Mid-sequence MDRs, wherein both peaks and valleys elicited
delays, seem to replicate Boltz’s (1998) findings – of subjects
judging melodies rich with contour changes as slower than
others, and Ammirante et al.’s (2011) who found longer (selfpaced) ITIs under similar conditions.
The finding of continued deviation from the standard 500ms in
the longer continuous lines condition is quite noteworthy,
because of the ongoing beep sequence which kept ‘reminding’
subjects ‘where the beat is’. Such a prolonged tapping sequence
which is several milliseconds above or under the standard
reminds of what Repp’s (2001) subjects, including his nonmusicians, could do surprisingly well: instantaneous ‘phase
resetting’ in response to subliminal timing perturbations even
when tapping in anti-phase . But why should events in the pitch
dimension, such as a continuous rising melodic line, evoke
phase resetting in the time dimension?
There are noteworthy findings in the step-size_change
condition. One is musicians’ ‘slowing’ when melodic motion
rate slows (double-to-single step condition). This may fit the
Ideomotor approach, the auditory Kappa effect and the “Δ”
hypothesis (discussion thereof follows). The second is
non-musicians’ tendency to delay taps following ‘downwardimplying’ changes – rising double-to-single, and falling singleto-double. Third, while the two groups’ behaviors converge in
rising lines, they differ in falling. Rising lines seem to elicit a
more unanimous response, independent of musical education.
The lack of main effects at pitch re-stabilization may result from
the fact that T1 already expressed the subject’s realization that a
period of no pitch-change has begun, while the different subconditions refer to a context belonging one beep ago, or, until
the tap – a second ago. Still, the positive ITIs are of interest, as
a sort of mirror image to the negative ITIs at first_change.
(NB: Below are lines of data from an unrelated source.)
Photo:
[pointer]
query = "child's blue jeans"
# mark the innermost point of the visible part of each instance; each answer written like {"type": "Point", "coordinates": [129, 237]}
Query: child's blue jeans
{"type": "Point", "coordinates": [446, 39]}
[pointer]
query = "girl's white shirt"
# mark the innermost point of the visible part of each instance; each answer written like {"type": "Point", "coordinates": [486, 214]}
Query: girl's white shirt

It is interesting to note free comments that were given by the
subjects following the experiment. Most found the task not
difficult, some found it boring. Many found synchronization to
rising lines easier; some said these lines were clearer and more
alerting. Several subjects thought the stimulus was not isochronous, and that rising lines had a faster tempo. Only a very
few referred to the falling lines. Several subjects remarked they
found it much easier to synchronize once they realized the
stimulus was in duple (or quadruple) meter; as a matter of fact,
of course, the stimulus was not in any meter whatsoever, and the
‘events’ could arrive on an odd or even position, due to
randomization of the number of first identical pitches. This
relates in an interesting manner to perception’s inclination to
impose a binary structure upon equi-tonal auditory stimuli
(‘subjective accenting’, the ‘Tick-Tock’ effect), a phenomenon
often studied in IOIs of 600ms, close to the rate in the present
study (Abecasis et al., 2005). Lastly, although the Bohlen
Pierce scale was used to minimize Western music connotations
and tonality effect, some musicians found the double step-size
sequences akin to Western diminished chords; indeed, this
step-size equaled 288 cents – quite close – too close perhaps –
to the Western minor third (300 cents), from which diminished
chords are constructed. Luckily, of all tonal connotations, the
diminished chord lends the least tonal context.
V. DISCUSSION
A. Assessing the Predictions
Of the three hypotheses offered in advance, this study’s results
supported the High-Urgent hypothesis most. To support the “Δ”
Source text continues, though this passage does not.